Last year it was 6.5 (the bad stuff) and now it's 7.4. Trouble is, my good cholesterol is 3.0 which had my doctor muttering something like, "I have never anything like this - this is so high."

So, instead of telling me to take Lipitor and/or change my diet(all pretty good except for the two kgs of chocolate taken each week), I've been told to get tested again in three months' time and I don't intend on altering my lifestyle one jot!

R.H. said...

River when thoughts of vanilla slices are fleeting you're not hungry at all.

-Robert.
Hoping to come through your checkout one day.

R.H. said...

My social science lecturer niece is coming to Melbourne next week. Maybe I'll pick up a few tips on the Human Condition.
I'll let you know.

Middle Child said...

For some reason I don't like cake all that much and seem to have gone of chockie too - I figure if I didn't drink a few glasses of wine every day I would lose weight - I can maintain easily but can't shift it...like you just occasionally i feel like something cooked and warm - I used to cook every night, but after don died its on occasion - last night I cooked a small bit of Silverside, with brussell sprouts (my favourite), carrots, sweet potato, spuds and onion all in the one pot -( because of laziness)

tell you what is really good to prevent osteo - thats sardines...an old lady at the checkout told me that and she had about 10 tins - that was for the fortnight... and she reccommended it in the olive oil because she reckoned olive oil helped stave off dementia - or something like that ...er I forget the rest

River said...

R.H. Planning on visiting Adelaide?

R.H. said...

One must be discreet.

Jayne said...

Am considering becoming vegetarian, as is His Nibs of 13 although the meat will still find its way onto a growing kids plate.
Keep your hands busy, that's the only suggestion I've got that works for giving up smoking and eating.

JahTeh said...

Thank you Jayne, keep the hands busy, that would be the hands that are busy opening the lolly packets.

Therese, one pot cooking and one plate eating is a recipe for joy unless one is a pig and forgoes the plate altogether. I'm very cautious with the sardines as I'm allergic to fish oil but I buy the ones in spring water.

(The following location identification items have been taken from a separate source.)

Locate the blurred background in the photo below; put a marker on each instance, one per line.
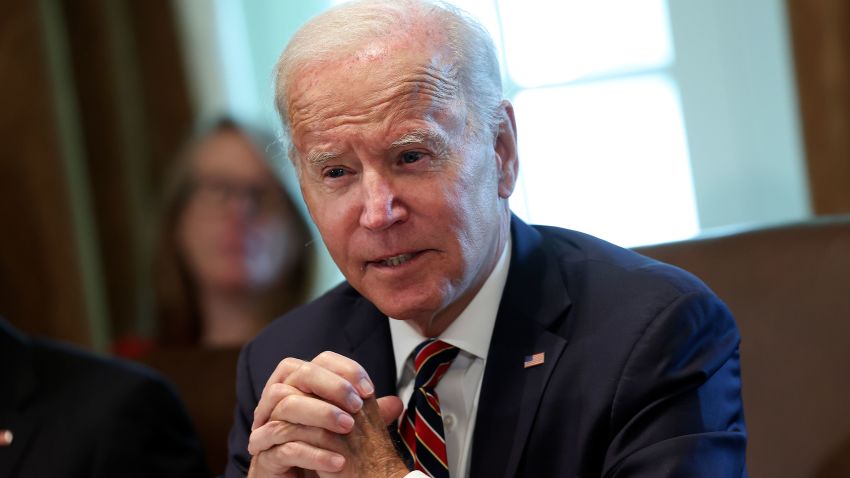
(639, 121)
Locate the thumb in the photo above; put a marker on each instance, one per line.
(391, 408)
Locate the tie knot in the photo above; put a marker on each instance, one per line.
(431, 359)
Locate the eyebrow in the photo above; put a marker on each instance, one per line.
(320, 157)
(422, 136)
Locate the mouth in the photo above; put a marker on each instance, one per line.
(395, 260)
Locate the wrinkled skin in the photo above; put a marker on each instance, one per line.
(412, 205)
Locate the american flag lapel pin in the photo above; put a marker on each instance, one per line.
(534, 360)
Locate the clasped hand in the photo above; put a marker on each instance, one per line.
(322, 418)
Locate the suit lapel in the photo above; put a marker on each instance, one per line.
(534, 300)
(16, 368)
(368, 335)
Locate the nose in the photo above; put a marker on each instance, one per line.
(381, 205)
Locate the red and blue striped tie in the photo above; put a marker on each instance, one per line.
(421, 427)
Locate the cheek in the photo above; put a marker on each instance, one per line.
(336, 219)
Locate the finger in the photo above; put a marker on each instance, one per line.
(390, 408)
(347, 369)
(283, 370)
(314, 379)
(272, 395)
(313, 412)
(277, 433)
(282, 458)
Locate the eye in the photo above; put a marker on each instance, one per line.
(410, 157)
(335, 173)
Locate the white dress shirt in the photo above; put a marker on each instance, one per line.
(459, 388)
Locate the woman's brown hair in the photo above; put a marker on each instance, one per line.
(177, 310)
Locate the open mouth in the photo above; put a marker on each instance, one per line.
(396, 260)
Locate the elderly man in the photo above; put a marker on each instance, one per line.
(515, 350)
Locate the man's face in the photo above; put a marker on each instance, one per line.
(411, 205)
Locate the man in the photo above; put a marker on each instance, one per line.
(557, 354)
(65, 413)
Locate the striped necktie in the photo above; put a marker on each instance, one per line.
(421, 428)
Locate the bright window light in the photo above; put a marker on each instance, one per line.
(607, 158)
(550, 42)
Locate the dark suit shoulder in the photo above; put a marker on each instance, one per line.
(586, 257)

Kath, sounds like it's genetic and definitely nothing to do with the chocolate or the delicious meals that LC dishes up. Does he deliver?

iODyne said...

Howdy cityslickers - since you don't see the ads on regional TV let me tell you that when you see one for DavidJones, we see Extinosad - knocks out sheep lice!
Do you want your leg of lamb lunch to have been steeped in extinosad? hell no. The sheep doesn't like it either, and it costs the farmer a fortune - maybe Big Pharma is behind it all and poisoning the lot of us with health conditions which were not rampant when my healthy grandparent farmers ate nothing but meat and fat.
Next episode: the cow chemicals which claim "you can sell the milk only 4 weeks after using this on your herd!

JahTeh said...

Holy crap, Stacks, never mind the chemicals, sheep have lice? Thank heaven lamb's been off the menu for years.